Friday, June 25, 2010;
THE JONES ACT is a vestige of the post-World War I years, when the vulnerability of U.S. shipping to German U-boats was still fresh in the public's mind. To maintain a "dependable" merchant fleet for the next "national emergency," Congress restricted coastal shipping between U.S. ports to U.S.-built vessels owned by U.S. citizens; related laws require U.S. crews. The Jones Act may or may not have achieved its original purpose, but shipping businesses and labor unions love the way it shields them from foreign competition.
Today the Jones Act stands accused of hindering the gulf oil spill cleanup. Republicans say that President Obama should have used his emergency power to waive the law -- as President George W. Bush did after Hurricane Katrina -- but hesitated to do so in deference to organized labor. The Obama administration denies it. "There has not been any problem with this," White House press secretary Robert Gibbs said last week.
Who's right?
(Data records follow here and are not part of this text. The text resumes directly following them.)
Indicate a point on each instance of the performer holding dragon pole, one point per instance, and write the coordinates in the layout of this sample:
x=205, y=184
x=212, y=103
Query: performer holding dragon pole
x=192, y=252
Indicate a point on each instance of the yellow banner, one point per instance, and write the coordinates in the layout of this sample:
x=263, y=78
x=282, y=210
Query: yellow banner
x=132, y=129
The administration's critics exaggerate the Jones Act's impact on the cleanup. It applies within only a three-mile band of coastal water. Even if President Obama had immediately waived the law, it wouldn't have affected the skimming and scooping of most of the oil, which is floating dozens of miles offshore. The inapplicability of the Jones Act to the spill area helps explain why 15 foreign-flagged vessels have indeed been cleared to operate in the Gulf of Mexico.
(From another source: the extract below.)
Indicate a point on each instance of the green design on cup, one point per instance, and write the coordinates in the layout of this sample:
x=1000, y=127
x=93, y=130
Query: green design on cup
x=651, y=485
That doesn't mean that the Jones Act is harmless. To the contrary, like other protectionist laws, it increases the price of goods and services to American consumers -- though how much is a matter of debate, because foreign vessels would still have to comply with other laws and regulations that add to their costs. The Jones Act was an issue in the May 22 House special election in Hawaii: Both Republican winner Charles Djou and one of his two Democratic opponents charged that it benefited a handful of ship lines and unions at the expense of ordinary Hawaiians. Mr. Djou is preparing a bill to exempt Hawaii. If FedEx can move cargo across the country in European-made Airbuses, why can't a boat built in, say, Canada, ship wheat from Los Angeles to Honolulu? The Jones Act lobby crushed the last attempt at reform back in the 1990s. May the next one meet with more success.